It’s been nearly a year since Philando Castile was stopped, shot and killed in Falcon Heights, Minnesota by Jeronimo Yanez. Last week’s release of the dashcam footage by the Bureau of Criminal Apprehension (BCA) and the Ramsey County attorney’s office did not unearth anything new, said Castile’s cousin Antonio Johnson.
“We already knew the evidence that was presented” at the Yanez trial that resulted in the June 16 not guilty verdict on all charges against Yanez, Johnson told the MSR during Sunday’s Minnesota Lynx-San Antonio contest in downtown St. Paul.
Johnson said the release of the video and other trial documents was less than helpful to the family. “Now we have to relive it again with the public. It’s been over a year ago and we are still in a state of shock.”
Any trust in the criminal justice system the Castile family and others in the community may have had going into the trial was lost afterwards. In essence, the verdict created more questions, leading with this: If the video seems to show that the former police officer unnecessarily shot Castile and almost shot Diamond Reynolds’ daughter sitting behind Castile in the back seat — and endangered the girl’s mother as well — why was Yanez ultimately cleared of all charges?
“We are upset,” Johnson continued. “For all 12 people [on the jury] to not see anything wrong was shocking and an eye-opener for us, even for our community as a whole.”
“People have the right to say what will it take for a police officer [to be] held accountable,” said ACLU of Minnesota Interim Executive Director Teresa Nelson. “He [Yanez] sees an African American man with a wide nose [and that] was enough to say [Castile] was a robbery suspect? That was a pretext to stop him? Castile had been the victim of stops over the years that were likely racial profiling.
“I know a lot of people who drive around with broken brake lights or a taillight out who don’t get stopped. The difference is they’re not African American,” said Nelson.
Melba Pearson, a former Miami-Dade County prosecutor and now ACLU of Florida deputy director, added, “It’s hard to prosecute a case like this. You already have that hurdle of [people] in general that give more credibility to law enforcement because of the job that they do. Number one — bringing charges [against police] are very rare; you have to prove beyond a reasonable doubt that this officer was not in fear of his life.”
Pearson, when asked, refused to blame the prosecution for not getting a different verdict. “I can tell you as a former prosecutor that prosecutors want to win,” she pointed out. “We don’t want to roll up into the courtroom to lose. That’s your reputation, your future and your job.
“I would think they did the best case they could, but the jury wasn’t buying it. The jury had to decide what frame of mind the officer was in at the time he discharged his weapon,” said Pearson.

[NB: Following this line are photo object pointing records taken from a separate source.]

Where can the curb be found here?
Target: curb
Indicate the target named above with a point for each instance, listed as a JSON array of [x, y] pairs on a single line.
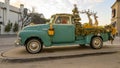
[[24, 60]]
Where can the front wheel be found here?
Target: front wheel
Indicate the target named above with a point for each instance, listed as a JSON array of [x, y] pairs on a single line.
[[34, 46], [96, 43]]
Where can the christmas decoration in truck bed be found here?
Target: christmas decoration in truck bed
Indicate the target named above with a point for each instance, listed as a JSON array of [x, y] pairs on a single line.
[[63, 29], [90, 28]]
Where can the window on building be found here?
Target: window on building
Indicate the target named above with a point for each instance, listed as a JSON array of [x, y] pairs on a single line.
[[62, 20], [113, 13]]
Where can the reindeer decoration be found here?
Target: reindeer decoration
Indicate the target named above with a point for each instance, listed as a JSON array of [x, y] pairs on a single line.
[[96, 21], [88, 14]]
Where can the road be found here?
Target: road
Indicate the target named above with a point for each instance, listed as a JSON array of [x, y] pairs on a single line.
[[111, 60]]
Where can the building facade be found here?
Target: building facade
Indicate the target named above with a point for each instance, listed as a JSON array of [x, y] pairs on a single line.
[[10, 14], [116, 15]]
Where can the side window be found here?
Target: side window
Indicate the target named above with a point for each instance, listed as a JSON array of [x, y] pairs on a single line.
[[62, 20]]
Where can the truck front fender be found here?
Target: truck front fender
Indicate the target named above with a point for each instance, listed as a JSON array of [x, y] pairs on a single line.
[[43, 35]]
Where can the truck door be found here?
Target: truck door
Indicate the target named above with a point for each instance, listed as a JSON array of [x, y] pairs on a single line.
[[64, 32]]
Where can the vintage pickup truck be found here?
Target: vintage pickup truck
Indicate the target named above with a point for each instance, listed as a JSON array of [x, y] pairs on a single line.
[[59, 31]]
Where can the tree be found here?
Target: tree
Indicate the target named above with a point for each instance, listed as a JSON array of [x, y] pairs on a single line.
[[15, 27], [8, 27]]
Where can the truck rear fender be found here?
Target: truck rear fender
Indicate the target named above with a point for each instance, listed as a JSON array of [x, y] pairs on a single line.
[[90, 37], [41, 35]]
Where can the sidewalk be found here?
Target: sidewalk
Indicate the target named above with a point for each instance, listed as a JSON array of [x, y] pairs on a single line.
[[7, 40], [19, 54]]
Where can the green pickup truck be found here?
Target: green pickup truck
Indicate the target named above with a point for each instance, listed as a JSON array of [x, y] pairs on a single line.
[[59, 31]]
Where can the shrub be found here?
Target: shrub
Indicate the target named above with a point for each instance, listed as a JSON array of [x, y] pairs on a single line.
[[15, 27]]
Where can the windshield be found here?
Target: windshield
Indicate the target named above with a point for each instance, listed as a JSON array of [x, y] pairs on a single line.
[[52, 18]]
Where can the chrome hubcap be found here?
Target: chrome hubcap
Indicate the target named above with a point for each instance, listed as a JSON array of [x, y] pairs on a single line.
[[34, 46], [97, 43]]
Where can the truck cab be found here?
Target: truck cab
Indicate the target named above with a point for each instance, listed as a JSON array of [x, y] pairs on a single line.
[[59, 31]]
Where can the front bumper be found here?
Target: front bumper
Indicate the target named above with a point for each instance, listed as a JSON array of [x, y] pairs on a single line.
[[17, 42]]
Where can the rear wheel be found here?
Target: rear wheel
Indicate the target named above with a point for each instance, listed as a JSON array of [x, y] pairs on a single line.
[[34, 46], [82, 45], [96, 43]]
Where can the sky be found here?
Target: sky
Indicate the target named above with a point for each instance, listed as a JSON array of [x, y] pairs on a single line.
[[50, 7]]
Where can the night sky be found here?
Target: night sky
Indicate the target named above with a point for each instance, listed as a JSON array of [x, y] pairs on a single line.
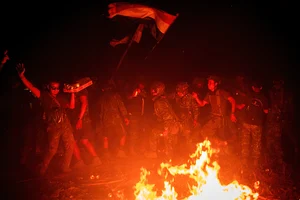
[[66, 40]]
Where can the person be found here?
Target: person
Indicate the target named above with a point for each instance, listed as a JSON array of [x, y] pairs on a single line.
[[4, 59], [83, 132], [58, 126], [217, 98], [167, 126], [255, 107]]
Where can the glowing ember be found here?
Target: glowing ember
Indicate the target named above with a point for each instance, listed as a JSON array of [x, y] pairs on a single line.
[[203, 172]]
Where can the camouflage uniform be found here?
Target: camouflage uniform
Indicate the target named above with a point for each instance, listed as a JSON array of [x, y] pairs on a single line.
[[251, 136], [251, 139], [187, 110], [58, 127], [274, 127], [136, 108], [167, 122], [112, 113], [214, 128]]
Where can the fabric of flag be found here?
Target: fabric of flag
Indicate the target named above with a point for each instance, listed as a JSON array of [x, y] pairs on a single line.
[[116, 42], [163, 20], [136, 37]]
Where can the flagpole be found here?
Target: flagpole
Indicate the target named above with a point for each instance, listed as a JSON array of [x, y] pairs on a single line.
[[121, 60], [160, 39]]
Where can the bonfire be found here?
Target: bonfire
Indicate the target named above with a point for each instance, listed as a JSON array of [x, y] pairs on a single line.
[[204, 184]]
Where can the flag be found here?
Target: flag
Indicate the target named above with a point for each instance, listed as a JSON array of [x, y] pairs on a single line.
[[162, 19], [136, 37], [115, 42]]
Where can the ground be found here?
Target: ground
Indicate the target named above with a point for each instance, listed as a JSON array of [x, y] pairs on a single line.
[[116, 178]]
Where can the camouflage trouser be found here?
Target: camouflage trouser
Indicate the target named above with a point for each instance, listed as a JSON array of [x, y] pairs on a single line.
[[114, 132], [170, 140], [55, 132], [273, 142], [186, 131], [251, 138], [213, 129], [134, 130]]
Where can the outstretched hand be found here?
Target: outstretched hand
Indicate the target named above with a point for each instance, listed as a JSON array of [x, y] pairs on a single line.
[[5, 57], [21, 69]]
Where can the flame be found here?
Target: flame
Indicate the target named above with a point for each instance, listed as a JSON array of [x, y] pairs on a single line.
[[204, 174]]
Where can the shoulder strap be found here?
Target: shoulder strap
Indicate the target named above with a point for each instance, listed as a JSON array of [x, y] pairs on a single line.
[[54, 99]]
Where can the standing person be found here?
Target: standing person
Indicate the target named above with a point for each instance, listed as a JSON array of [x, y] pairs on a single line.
[[57, 122], [255, 107], [83, 129]]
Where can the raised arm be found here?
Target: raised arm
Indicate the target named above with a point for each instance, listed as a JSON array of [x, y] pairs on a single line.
[[27, 83]]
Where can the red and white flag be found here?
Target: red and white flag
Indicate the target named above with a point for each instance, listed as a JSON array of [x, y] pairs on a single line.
[[163, 20], [136, 37]]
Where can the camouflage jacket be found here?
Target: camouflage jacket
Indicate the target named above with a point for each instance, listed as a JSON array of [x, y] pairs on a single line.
[[164, 111], [112, 108], [186, 107]]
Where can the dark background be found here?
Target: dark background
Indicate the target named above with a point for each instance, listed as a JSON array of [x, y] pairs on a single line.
[[224, 37]]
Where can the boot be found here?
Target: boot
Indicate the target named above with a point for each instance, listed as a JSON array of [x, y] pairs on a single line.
[[152, 155], [96, 161]]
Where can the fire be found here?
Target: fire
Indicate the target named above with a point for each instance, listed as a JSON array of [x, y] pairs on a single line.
[[203, 172]]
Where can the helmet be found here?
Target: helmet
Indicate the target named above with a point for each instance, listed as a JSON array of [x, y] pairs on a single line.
[[198, 80], [157, 88], [182, 87], [214, 78]]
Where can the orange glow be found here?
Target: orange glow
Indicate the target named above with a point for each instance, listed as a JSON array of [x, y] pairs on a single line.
[[204, 174]]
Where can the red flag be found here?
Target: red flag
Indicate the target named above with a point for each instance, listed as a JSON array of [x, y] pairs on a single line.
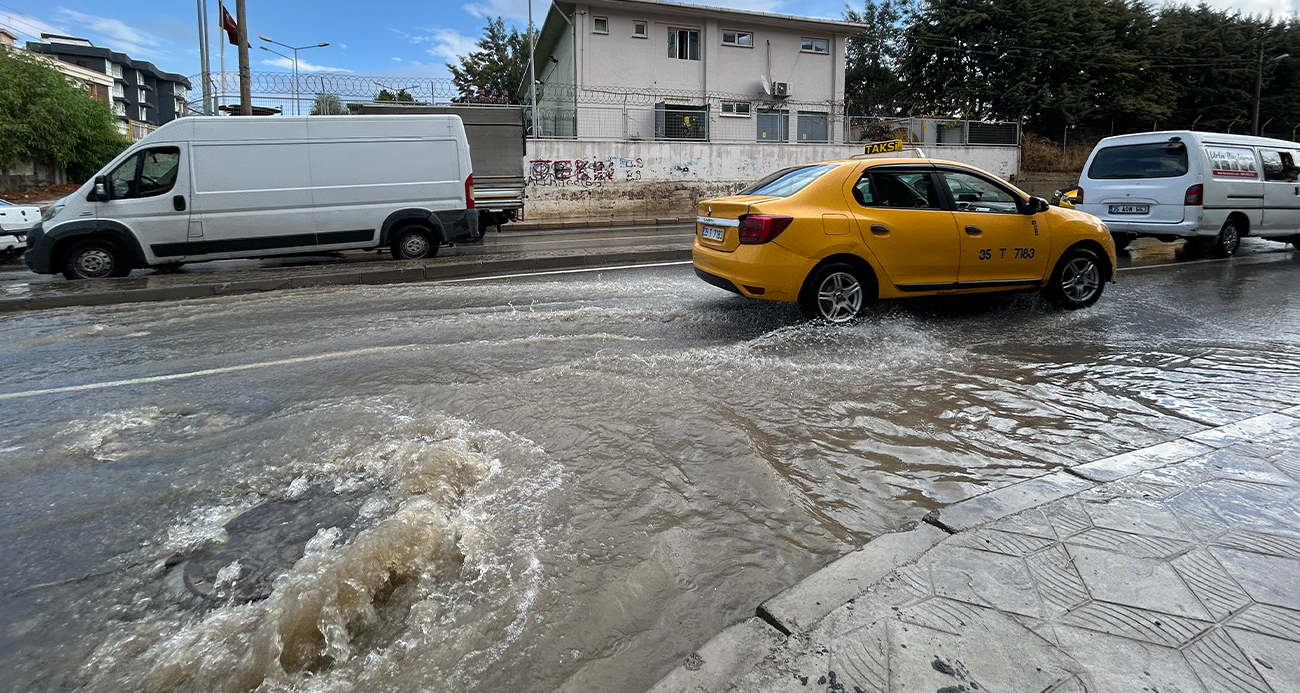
[[230, 26]]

Both ACLU officials last week saw the dashcam video. “It is so difficult to watch,” said Nelson on Yanez, “still standing there with his gun after shooting seven bullets…and two other officers had to talk him down” afterwards. “That to me is deeply troubling.”
“He was such a great kid,” Johnson said of his cousin Philando. “He didn’t deserve that. We all saw that.”
“While people are justifiably angry and outraged justifiably,” said National Newspaper Press Association head Ben Chavis, “the goal is to channel our rage and anger into something that is going to be constructive and uplifting, first for the Castile family, then to the whole Black community of Minneapolis and St. Paul.”
Nelson advocated “a broad view of all the different things that played into this case,” including systemic racism and inherent bias — a “change culture” in police departments. “Better police policing and shifting from warrior mentality to a guardian mentality where every officer is prioritizing the sanctity of life, not just their own life, but everyone’s life,” she proposed.
“What we as a community needs to do,” continued Pearson, “is we have to stay vigilant with our police departments. We have to encourage our departments to do diversity and sensitivity training, and doing more interaction with the community so that every time you see a Black face you [won’t] want to pull your weapon.”
Johnson, a local pro boxer, is now preparing for his next fight in August, but the hurt he feels now isn’t from getting hit in the ring. “I know how I feel and I know how the rest of the family feels. I’m trying to give my aunt some space, but we can never put ourselves in her shoes.”
“It’s easy to get discouraged, to feel like there’s no hope,” said Nelson. “That’s all the more reason we have to continue using our voices and continue demanding change.”
“We want to thank the community, the city, the state — everybody has been supportive and gracious” during this ordeal since the beginning, Johnson said.